慶応3年6月13日、土佐藩足軽・山本旗郎に住谷は暗殺されました。約半年後に500m程しか離れていない近江屋で坂本龍馬も暗殺されるのです。

ちなみに大河ドラマ『龍馬伝』では、江戸で武市半平太や桂小五郎と共に龍馬と住谷が邂逅するシーンが描かれていました。


○茶店のオヤジは見た!~もう一つの桜田門外~
桜田門外で井伊直弼の首が斬られてから、直弼を襲った水戸浪士たちは、ある者は自害ある者は自首そしてある者は現場から逃れ、それぞれの後日談を残しています。その殆どは、本人か関係者の証言によって証明されているのですが、そんな記録に残っていない話が直弼の次女・弥千代の嫁ぎ先である高松に残っています。
事件当日、直弼の行列の後ろを弥千代の夫である高松藩世子・松平聰の行列が続いたのです。水戸浪士の襲撃はあっという間に終わり、聰は舅の死の現場を間近に見てしまいました。
幕府最高責任者の首を斬って興奮した浪士たちは、血の滴り落ちる刀を鞘に納めないままに聰の駕籠に襲い掛かり、葵の紋が入っているのも無視して引き戸を引きちぎり聰の顔を見たのです。そして「なんだ、萬之助(聰の幼名)か…」と言ってその場を去って行ったと言われています。
この現場を目撃して、後世に残したのは桜田門近くの茶店の者だったそうで、その者が高松と同じ讃岐国(香川県)の丸亀出身者だったことから、地元に話が伝わったのだとか…
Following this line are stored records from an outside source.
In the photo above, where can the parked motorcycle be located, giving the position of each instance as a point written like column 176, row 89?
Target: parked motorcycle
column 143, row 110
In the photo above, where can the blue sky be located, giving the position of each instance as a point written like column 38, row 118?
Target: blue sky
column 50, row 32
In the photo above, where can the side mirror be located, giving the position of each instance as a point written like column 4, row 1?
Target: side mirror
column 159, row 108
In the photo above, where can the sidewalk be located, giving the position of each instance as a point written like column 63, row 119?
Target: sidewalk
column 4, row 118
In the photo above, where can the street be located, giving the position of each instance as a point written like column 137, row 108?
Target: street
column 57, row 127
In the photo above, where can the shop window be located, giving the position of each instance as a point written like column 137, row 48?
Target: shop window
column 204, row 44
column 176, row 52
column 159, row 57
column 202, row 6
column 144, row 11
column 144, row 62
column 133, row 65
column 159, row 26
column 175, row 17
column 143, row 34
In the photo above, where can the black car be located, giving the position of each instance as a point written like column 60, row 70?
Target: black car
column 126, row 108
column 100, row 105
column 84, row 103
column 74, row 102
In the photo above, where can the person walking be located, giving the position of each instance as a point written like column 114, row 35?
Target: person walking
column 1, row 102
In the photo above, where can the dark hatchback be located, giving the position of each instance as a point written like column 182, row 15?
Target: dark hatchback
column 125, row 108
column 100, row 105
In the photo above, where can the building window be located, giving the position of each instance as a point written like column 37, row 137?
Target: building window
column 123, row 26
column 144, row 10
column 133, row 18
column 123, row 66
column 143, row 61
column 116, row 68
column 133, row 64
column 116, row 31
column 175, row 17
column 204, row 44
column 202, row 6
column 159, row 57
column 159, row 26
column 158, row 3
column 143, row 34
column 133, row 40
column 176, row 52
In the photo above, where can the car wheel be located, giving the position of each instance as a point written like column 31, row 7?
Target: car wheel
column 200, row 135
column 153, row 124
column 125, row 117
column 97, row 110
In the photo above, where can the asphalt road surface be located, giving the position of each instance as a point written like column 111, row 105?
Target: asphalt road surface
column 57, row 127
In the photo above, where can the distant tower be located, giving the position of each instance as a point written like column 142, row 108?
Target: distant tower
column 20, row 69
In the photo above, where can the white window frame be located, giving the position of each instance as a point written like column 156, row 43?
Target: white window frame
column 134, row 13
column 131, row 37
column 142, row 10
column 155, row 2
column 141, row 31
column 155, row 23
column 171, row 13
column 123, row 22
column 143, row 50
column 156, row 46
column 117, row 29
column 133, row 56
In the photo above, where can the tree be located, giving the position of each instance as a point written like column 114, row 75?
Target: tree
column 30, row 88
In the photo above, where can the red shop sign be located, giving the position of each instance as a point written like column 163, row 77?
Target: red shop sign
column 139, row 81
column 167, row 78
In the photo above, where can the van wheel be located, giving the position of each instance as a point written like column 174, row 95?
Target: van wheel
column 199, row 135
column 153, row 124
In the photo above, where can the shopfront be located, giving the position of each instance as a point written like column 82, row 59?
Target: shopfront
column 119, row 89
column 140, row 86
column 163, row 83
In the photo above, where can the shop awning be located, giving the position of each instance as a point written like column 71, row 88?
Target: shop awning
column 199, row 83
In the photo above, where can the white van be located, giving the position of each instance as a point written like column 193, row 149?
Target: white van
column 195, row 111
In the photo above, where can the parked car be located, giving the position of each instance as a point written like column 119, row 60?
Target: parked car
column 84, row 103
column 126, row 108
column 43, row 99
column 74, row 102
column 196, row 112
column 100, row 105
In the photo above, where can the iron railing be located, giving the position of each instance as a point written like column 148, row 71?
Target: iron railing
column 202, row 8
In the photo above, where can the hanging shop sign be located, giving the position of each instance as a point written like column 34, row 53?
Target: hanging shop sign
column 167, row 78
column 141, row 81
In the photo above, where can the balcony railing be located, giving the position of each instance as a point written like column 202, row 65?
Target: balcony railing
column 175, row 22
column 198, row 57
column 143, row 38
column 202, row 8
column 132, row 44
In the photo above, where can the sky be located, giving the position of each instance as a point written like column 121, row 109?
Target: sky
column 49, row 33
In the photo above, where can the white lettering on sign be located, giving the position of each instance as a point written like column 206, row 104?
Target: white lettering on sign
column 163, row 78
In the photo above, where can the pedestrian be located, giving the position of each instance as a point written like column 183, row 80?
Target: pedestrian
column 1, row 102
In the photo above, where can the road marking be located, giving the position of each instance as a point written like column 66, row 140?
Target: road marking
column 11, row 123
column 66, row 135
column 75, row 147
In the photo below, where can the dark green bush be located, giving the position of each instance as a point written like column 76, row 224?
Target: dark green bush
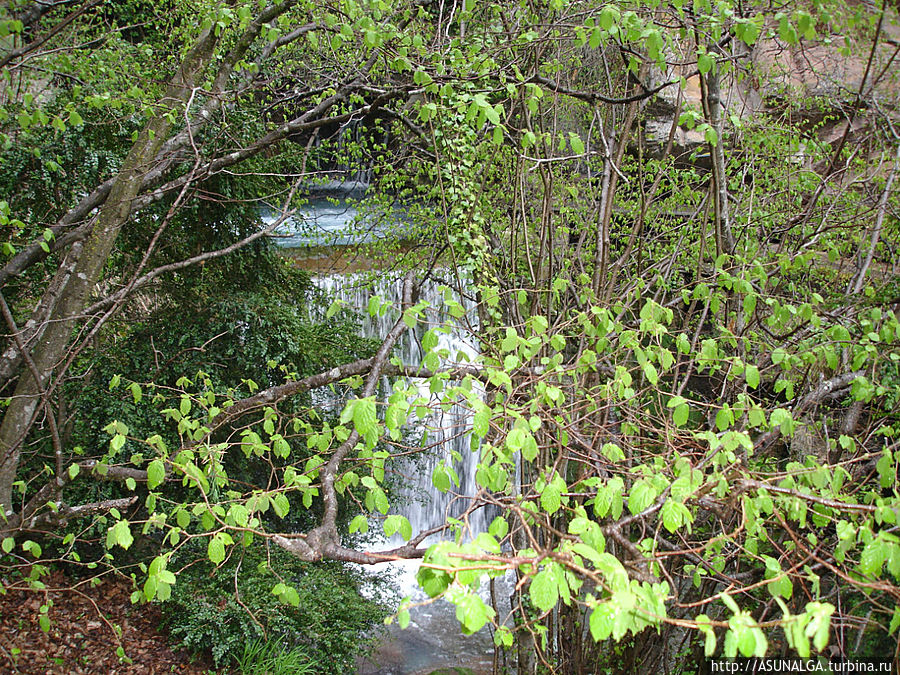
column 223, row 609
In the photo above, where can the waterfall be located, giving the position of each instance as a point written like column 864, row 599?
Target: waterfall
column 433, row 638
column 445, row 432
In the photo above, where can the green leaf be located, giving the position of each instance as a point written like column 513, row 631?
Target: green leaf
column 433, row 582
column 364, row 417
column 156, row 473
column 119, row 534
column 641, row 496
column 544, row 590
column 550, row 498
column 681, row 414
column 601, row 622
column 359, row 524
column 751, row 375
column 215, row 550
column 576, row 143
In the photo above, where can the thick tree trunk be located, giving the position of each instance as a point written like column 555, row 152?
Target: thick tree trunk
column 86, row 262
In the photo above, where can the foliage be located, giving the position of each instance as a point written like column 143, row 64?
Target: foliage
column 684, row 404
column 231, row 612
column 267, row 658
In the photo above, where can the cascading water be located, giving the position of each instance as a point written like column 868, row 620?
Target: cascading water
column 433, row 639
column 444, row 432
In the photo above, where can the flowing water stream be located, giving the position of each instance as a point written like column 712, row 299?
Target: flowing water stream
column 433, row 639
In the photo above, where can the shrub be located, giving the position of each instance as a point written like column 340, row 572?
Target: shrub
column 226, row 609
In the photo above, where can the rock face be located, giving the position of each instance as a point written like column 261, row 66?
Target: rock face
column 817, row 81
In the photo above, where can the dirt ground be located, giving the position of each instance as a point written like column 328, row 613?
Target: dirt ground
column 87, row 626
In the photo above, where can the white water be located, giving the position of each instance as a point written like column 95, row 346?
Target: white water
column 433, row 638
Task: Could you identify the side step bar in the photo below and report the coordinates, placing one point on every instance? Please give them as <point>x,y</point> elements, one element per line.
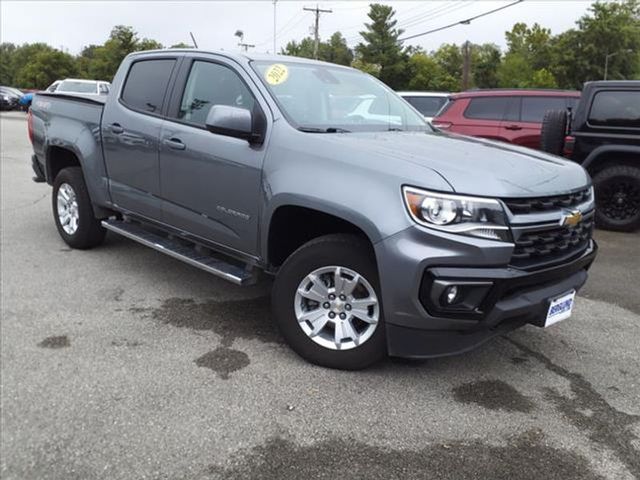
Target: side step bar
<point>188,254</point>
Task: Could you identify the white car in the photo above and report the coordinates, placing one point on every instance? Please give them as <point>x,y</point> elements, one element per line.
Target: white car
<point>428,104</point>
<point>76,85</point>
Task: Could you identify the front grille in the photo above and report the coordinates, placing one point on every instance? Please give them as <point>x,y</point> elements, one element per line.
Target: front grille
<point>543,204</point>
<point>537,248</point>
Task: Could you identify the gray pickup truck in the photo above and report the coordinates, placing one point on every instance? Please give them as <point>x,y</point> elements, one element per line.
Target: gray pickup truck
<point>384,235</point>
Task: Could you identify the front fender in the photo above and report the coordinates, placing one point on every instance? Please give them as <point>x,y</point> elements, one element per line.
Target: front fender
<point>598,153</point>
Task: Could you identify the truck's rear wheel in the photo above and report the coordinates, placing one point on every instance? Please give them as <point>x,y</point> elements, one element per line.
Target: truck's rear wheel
<point>618,198</point>
<point>326,302</point>
<point>72,210</point>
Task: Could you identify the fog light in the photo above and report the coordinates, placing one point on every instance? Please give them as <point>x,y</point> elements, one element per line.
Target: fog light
<point>451,294</point>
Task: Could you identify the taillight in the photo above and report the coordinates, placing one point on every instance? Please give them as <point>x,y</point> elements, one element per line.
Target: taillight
<point>569,143</point>
<point>30,125</point>
<point>442,125</point>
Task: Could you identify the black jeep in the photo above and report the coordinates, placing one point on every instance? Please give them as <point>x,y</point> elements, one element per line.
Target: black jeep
<point>603,135</point>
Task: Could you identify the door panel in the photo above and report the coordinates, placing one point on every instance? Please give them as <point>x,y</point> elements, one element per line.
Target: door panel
<point>211,183</point>
<point>131,132</point>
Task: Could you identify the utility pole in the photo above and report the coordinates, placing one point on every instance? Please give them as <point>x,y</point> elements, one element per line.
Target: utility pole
<point>466,66</point>
<point>316,27</point>
<point>274,27</point>
<point>241,44</point>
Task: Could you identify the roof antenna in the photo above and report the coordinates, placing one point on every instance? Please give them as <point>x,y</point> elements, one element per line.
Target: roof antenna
<point>193,39</point>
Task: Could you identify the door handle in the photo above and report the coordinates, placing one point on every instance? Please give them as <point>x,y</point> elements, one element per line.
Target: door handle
<point>116,128</point>
<point>175,144</point>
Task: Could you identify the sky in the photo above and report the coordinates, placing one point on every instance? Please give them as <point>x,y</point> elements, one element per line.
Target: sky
<point>70,25</point>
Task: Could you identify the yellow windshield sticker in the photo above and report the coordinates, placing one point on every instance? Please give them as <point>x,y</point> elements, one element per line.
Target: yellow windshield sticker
<point>276,74</point>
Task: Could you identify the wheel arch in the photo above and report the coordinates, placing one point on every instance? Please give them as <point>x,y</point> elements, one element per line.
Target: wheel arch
<point>601,157</point>
<point>282,234</point>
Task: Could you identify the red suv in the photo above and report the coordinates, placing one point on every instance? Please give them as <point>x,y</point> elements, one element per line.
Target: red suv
<point>513,116</point>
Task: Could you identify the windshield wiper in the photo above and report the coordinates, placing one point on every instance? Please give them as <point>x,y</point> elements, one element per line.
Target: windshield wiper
<point>324,130</point>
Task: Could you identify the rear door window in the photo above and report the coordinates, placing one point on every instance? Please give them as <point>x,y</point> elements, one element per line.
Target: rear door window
<point>212,84</point>
<point>615,109</point>
<point>146,84</point>
<point>427,106</point>
<point>487,108</point>
<point>534,108</point>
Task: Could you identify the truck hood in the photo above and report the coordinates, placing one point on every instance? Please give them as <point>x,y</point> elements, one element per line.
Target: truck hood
<point>470,165</point>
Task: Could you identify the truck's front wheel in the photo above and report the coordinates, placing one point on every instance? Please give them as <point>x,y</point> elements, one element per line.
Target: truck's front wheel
<point>72,210</point>
<point>326,302</point>
<point>618,198</point>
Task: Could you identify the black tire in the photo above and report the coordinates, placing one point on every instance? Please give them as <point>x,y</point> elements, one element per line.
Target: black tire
<point>347,251</point>
<point>554,127</point>
<point>89,232</point>
<point>618,198</point>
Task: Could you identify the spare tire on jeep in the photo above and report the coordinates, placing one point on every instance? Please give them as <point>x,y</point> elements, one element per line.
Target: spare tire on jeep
<point>554,127</point>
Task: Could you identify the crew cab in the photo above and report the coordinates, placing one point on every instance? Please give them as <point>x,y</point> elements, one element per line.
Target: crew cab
<point>384,235</point>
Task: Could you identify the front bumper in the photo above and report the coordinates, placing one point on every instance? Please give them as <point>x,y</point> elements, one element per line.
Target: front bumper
<point>409,263</point>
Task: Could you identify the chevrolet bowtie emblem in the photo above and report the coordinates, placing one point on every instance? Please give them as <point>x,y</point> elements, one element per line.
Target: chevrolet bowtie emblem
<point>571,219</point>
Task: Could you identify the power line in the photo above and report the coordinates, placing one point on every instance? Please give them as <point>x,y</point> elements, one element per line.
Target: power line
<point>316,27</point>
<point>462,22</point>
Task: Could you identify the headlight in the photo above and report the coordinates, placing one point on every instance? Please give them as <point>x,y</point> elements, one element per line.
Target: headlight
<point>475,216</point>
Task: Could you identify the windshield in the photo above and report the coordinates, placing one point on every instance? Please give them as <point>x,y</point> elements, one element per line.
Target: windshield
<point>324,98</point>
<point>77,87</point>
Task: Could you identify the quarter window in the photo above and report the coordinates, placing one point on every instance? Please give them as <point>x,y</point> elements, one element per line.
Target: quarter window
<point>534,108</point>
<point>615,109</point>
<point>212,84</point>
<point>147,83</point>
<point>487,108</point>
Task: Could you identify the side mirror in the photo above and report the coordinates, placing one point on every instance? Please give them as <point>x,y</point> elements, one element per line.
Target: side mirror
<point>230,121</point>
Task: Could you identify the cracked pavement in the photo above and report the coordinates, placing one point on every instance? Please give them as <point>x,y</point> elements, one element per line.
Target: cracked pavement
<point>122,363</point>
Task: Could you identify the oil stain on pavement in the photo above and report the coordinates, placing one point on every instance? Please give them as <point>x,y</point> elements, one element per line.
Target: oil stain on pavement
<point>525,458</point>
<point>589,411</point>
<point>61,341</point>
<point>233,319</point>
<point>224,361</point>
<point>494,395</point>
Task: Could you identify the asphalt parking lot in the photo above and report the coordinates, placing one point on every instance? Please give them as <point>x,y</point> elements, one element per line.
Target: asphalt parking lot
<point>122,363</point>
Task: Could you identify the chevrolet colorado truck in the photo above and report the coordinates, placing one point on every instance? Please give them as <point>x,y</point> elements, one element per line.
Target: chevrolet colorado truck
<point>384,235</point>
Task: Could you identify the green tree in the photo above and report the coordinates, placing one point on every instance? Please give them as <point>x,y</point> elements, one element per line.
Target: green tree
<point>46,67</point>
<point>449,58</point>
<point>382,46</point>
<point>427,74</point>
<point>485,61</point>
<point>335,50</point>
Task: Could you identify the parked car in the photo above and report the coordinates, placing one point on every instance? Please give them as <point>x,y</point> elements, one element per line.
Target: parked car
<point>85,87</point>
<point>428,104</point>
<point>512,116</point>
<point>603,135</point>
<point>10,98</point>
<point>382,238</point>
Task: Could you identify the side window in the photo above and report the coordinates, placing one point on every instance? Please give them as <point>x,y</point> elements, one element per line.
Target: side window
<point>616,109</point>
<point>534,108</point>
<point>487,108</point>
<point>147,83</point>
<point>212,84</point>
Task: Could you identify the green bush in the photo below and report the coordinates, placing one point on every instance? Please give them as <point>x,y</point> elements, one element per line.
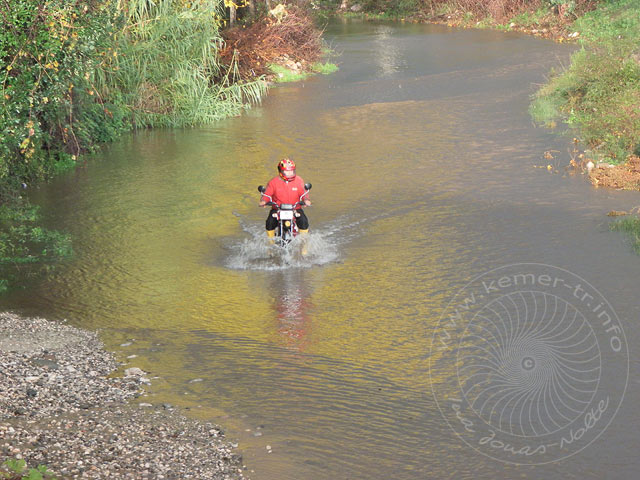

一説には、水戸浪士は井伊直弼以外にも、高松藩主・松平胤(聰の義父)と老中・安藤正睦(後に坂下門外で水戸浪士に襲われ失脚)が狙われていて、胤が乗っていると思った駕籠に聰が乗っていた為に「なんだ」という言葉が出たとも言われているのです。


○東海道のその瞬間
桜田門外の変の悲報を伝える早駕籠は、その日の内に彦根に向けて出発しました。この時の使者は大久保小膳と高野瀬喜介宗忠でした。国許がこの報せを受けたのは3月7日夜半だったのですが、近江商人の情報網はこれよりも半日早くに京にまで伝わっていたそうです。商人の情報に対する敏感さを示すエピソードとして時々語られています。
一方、水戸浪士たちは、生き残った者の中で京に向かう一行が居たのです。薩摩藩士有村俊斎(次左衛門の兄)とその従者の恰好をした水戸浪士金子孫二郎(実行犯)、佐藤鉄三郎(見届け人)が、東海道を西へ箱根の関を越え三島宿に着いた頃、後ろから大きな掛け声と共に井伊家の槍印を立てた早駕籠が迫っていたのです。その駕籠に乗った武士が三人を睨みながら追い抜いて行き早駕籠はそのまま進んで行きました。
事件後に、彦根藩士と実行犯が同じ場所に居た一瞬の出来事だったのです。

ただし、この証言では早駕籠に乗っていた武士は、抱き茗荷の家紋を付けた人物しか伝わっていません。彦根藩士の家紋は調べていないのでなんとも言えませんが、この人物が大久保小膳か高野瀬喜介だったのか、それとも別の人物なのか?
興味深いです。


○首の行方
今の定説では、直弼の首は有村次左衛門によって斬られ、有村が遠藤但馬守(若年寄)邸の辻番所前で首を預けて自害した為に、事件後に井伊家が「家臣の加田九郎太の首」として遠藤家に行って首を受け取り、彦根藩医・岡島玄達が首と胴を繋いだ。となっています。
しかし、水戸では「この時に井伊家に行ったのは加田の首で、本物は水戸に持ち帰られえた」との説が残っています。
事件に参加した広木松之介が、密かに水戸に持ち帰りさらし首にしようとしたのですが、水戸藩ではその行為に恐れをなし(水戸藩では桜田門外の関係者捕縛に全力を尽くしています)首を突き返します。
結局、首は広木がそのまま首を持っていたようですが文久2年(1862)3月3日に同志が刑死してゆく現状に耐えられず自害します。昭和37年になって、広木の関係者から井伊家に対して首の骨を返還する話があったのですが、井伊家では「井伊直弼は五体が揃った状態で豪徳寺に葬られている」との返事があり、この首は水戸市の妙雲寺に“大老井伊掃部頭直弼台霊塔”が建碑されて供養されたのです。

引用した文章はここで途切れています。